August Zamoyski (1893-1970) dijo “El arte es un modo de aprender aquello que de otro modo es imposible captar, que excede de la experiencia humana”. La fuerza e importancia del arte y los movimientos artísticos están sumamente subestimados. La gente considera que la economía, la política o la administración, son ciencias superiores a las artísticas. Esto lo hacen sin entender que lo artístico y cultural es esencial e indispensable, tanto la vida como nosotros mismos no somos nada sin el arte. Es una razón de ser, es algo que ilumina la vida durante tiempos fríos. ¿Qué mejor manera de llegar a la gente que con algo que está siempre presente en nuestras vidas? A través de la música, el cine, los museos, las fotografías, la literatura, los cuadros que uno tiene en su casa. Como dijo Zamoyski, el arte enseña todo aquello que no se logra aprender con la simple experiencia humana, y lo que Estados Unidos quería enseñar, era la nueva imagen de una potencia en crecimiento. Un país que hoy en día la mitad del mundo ve hacia arriba, pero que no indispensablemente sea esta imagen algo real o correcto.
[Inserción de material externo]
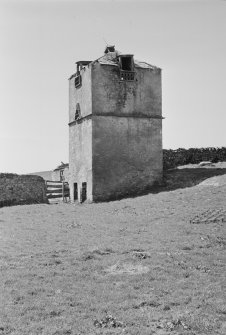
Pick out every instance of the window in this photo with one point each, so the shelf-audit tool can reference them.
(75, 191)
(78, 81)
(77, 112)
(84, 192)
(126, 63)
(61, 175)
(126, 67)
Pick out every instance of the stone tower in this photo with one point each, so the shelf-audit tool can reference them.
(115, 127)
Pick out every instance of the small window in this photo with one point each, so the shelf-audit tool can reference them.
(126, 68)
(78, 81)
(77, 112)
(84, 192)
(61, 175)
(127, 63)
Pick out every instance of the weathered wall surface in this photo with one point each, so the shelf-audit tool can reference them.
(127, 131)
(80, 156)
(81, 95)
(139, 97)
(127, 155)
(21, 189)
(56, 175)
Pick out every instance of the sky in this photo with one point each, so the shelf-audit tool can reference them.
(40, 41)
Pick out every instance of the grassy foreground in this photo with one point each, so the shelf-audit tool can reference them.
(135, 266)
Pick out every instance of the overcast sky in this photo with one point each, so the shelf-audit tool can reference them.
(40, 42)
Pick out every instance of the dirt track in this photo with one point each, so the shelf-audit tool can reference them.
(66, 268)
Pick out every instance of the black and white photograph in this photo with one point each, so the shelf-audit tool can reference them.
(112, 167)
Siendo el arte tan subjetivo, el mensaje que uno recibe no es necesariamente un mensaje real, y el arte también puede ser usado para influenciar de manera controversial.
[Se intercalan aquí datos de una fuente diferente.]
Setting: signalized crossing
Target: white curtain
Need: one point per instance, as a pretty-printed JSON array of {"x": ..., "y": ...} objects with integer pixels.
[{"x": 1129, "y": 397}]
La manera en la que el gobierno estadounidense a través de la CIA influyó en el arte fue una acción muy interesante e inteligente. El hecho de que invirtieran, apoyaran e impulsaran los campos culturales y artísticos es algo maravilloso, sin importar cual fuera su razón para hacerlo. Al final, los movimientos artísticos buscan mover gente y defender causas, y Estados Unidos tenía una muy clara. El hecho de que este fuera una de sus herramientas para defender su causa y propagar sus ideas capitalistas es algo válido. Sin embargo, la ideología y sistema estadounidense siempre actúa basado en sus propios intereses y beneficios, no en lo que es correcto, y es triste que utilizaran algo tan especial como el arte para reforzar este sistema.

Es verdad que Estados Unidos refleja una sociedad moderna y flexible, pero al recapitular todos los actos que llevaron a cabo durante la Guerra Fría, y continúa llevando a cabo en la actualidad, es más bien un Estado que representa poder, abuso e intereses propios, y que los esconde a través de una democracia e ideología flexible y abierta que son tan solo escenificadas mas no reales…tal como se hace con el arte.